Les 18 moments de l’Apocalypse – 9

Les 18 moments de l’Apocalypse – 9

La Bhagavad-Gîtâ Actualisée par Maitreya au printemps 2019

Neuvième moment :

Un Grand Mystère révélé.

Maitreya, l’Enseignant Universel dit :

1. Je révélerai à présent, mon cher Arjuna, pour toi et ceux qui ne font pas de critiques destructives, une sagesse très peu connue, la Voie royale pour s’affranchir du monde de souffrances et d’insatisfactions.

2. Ce savoir magistral est la connaissance la plus pure, c’est la suprême lumière qui peut être vérifiée comme Vraie et Juste par expériences directes ; c’est la loi de l’Être, permanente et facile à appliquer.

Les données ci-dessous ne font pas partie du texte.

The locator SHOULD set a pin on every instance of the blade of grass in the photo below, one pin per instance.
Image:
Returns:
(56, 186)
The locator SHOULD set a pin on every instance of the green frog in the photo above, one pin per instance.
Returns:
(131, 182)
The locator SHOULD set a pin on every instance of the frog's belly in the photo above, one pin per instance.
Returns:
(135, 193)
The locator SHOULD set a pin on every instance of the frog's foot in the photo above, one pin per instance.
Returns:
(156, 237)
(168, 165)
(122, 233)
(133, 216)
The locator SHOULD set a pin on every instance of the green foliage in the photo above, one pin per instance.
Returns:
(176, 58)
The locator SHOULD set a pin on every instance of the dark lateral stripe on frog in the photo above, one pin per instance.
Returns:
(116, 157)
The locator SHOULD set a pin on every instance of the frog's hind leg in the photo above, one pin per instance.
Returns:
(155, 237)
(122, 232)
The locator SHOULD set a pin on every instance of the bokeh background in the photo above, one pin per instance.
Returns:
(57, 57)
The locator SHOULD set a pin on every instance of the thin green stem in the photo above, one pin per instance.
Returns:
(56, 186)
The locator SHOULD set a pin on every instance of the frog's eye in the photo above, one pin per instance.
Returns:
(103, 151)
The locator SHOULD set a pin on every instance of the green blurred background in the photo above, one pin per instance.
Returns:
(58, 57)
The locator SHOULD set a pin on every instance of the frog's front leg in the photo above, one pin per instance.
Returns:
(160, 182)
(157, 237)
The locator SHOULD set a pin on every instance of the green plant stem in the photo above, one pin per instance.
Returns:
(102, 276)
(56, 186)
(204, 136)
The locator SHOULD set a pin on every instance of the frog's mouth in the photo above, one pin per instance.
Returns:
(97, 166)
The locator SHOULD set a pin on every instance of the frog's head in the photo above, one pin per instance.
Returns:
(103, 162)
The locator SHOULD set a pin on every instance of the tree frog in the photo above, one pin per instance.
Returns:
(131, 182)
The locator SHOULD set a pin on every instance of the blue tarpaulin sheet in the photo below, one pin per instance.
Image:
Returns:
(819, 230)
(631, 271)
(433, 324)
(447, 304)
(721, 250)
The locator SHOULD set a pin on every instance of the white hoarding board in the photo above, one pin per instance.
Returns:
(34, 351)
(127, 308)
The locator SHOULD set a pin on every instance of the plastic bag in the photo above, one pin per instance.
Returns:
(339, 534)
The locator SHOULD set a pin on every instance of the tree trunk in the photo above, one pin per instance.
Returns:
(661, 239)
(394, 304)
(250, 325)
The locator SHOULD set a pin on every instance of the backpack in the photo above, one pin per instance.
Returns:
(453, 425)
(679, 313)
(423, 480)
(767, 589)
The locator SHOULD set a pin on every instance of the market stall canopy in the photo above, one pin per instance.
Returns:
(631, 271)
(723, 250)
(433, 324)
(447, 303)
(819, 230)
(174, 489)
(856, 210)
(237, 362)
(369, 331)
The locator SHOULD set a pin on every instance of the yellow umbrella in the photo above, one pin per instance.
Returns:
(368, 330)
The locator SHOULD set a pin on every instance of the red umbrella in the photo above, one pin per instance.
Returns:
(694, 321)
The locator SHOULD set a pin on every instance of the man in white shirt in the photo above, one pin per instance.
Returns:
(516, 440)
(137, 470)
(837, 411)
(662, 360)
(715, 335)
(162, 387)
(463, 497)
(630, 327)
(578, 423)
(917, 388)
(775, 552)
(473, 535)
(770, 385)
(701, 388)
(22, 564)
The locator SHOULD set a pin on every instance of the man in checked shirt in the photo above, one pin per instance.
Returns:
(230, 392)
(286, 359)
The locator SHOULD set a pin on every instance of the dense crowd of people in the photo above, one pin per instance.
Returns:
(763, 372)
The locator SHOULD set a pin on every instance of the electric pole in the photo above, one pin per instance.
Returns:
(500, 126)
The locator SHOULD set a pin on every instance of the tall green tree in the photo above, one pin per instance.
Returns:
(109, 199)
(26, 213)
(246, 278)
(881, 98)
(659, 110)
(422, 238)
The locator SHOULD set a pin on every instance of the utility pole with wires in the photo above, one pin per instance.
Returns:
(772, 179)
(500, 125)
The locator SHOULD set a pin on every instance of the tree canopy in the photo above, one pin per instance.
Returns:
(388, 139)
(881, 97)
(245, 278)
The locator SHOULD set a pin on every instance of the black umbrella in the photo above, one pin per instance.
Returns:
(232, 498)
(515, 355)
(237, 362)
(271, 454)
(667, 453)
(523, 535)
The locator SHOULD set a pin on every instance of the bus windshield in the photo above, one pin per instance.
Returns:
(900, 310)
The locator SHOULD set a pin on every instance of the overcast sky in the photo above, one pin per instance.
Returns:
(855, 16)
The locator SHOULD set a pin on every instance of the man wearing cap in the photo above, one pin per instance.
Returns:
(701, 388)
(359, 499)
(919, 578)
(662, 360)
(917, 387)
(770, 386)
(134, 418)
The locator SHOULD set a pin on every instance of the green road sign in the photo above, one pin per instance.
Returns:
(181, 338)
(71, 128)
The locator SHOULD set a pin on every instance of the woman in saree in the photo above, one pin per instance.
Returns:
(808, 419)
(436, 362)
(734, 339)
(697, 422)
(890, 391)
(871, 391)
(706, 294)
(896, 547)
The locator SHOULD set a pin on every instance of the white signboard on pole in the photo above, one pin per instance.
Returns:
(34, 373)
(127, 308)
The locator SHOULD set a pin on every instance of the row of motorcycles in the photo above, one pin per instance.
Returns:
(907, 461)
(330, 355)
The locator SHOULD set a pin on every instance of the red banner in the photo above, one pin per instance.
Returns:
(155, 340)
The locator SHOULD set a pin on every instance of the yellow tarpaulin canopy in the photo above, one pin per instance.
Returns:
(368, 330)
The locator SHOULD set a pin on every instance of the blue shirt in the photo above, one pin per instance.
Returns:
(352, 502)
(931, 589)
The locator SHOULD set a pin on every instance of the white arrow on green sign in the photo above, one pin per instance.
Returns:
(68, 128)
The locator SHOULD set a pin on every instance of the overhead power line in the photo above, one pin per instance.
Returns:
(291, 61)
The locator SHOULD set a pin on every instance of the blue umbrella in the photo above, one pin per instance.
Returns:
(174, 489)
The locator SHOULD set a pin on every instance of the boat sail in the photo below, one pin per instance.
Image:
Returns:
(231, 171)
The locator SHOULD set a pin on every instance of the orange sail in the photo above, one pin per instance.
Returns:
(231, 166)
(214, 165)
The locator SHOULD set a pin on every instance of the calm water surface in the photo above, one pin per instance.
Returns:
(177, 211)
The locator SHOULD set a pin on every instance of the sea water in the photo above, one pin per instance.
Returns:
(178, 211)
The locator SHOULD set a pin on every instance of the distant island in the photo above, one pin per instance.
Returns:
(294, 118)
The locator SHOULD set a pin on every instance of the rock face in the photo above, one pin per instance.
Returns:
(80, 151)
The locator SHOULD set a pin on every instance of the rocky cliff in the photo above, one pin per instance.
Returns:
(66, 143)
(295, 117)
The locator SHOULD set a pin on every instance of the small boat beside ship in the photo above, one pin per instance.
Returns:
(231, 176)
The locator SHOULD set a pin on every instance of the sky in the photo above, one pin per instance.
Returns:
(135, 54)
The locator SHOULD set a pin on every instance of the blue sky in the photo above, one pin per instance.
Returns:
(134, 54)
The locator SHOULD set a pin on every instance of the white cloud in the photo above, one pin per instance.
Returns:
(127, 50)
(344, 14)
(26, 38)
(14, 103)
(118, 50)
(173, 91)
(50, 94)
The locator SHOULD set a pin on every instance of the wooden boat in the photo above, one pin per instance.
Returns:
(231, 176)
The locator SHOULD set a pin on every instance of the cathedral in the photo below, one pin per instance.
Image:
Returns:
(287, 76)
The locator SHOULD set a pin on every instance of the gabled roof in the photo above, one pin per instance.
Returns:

3. Pour acquérir ce savoir, il est nécessaire d’avoir Confiance en ma parfaite Bienveillance, ô vainqueur des ennemis, sans cela point de compréhension possible, point de sortie hors du chemin mortel.

4. Pour l’Être humain mortel, impossible de comprendre que l’Univers est tout entier pénétré de Moi, de mes Qualités de Présence, de ma Bienveillance ; que tous les êtres sont Moi, mais que je ne suis pas eux.

5. Et aussi, que je suis la source de toute création, que je soutiens tous les êtres, que je suis partout présent mais que je ne suis dans aucunes existences matérielles ; ici préside mon pouvoir surnaturel.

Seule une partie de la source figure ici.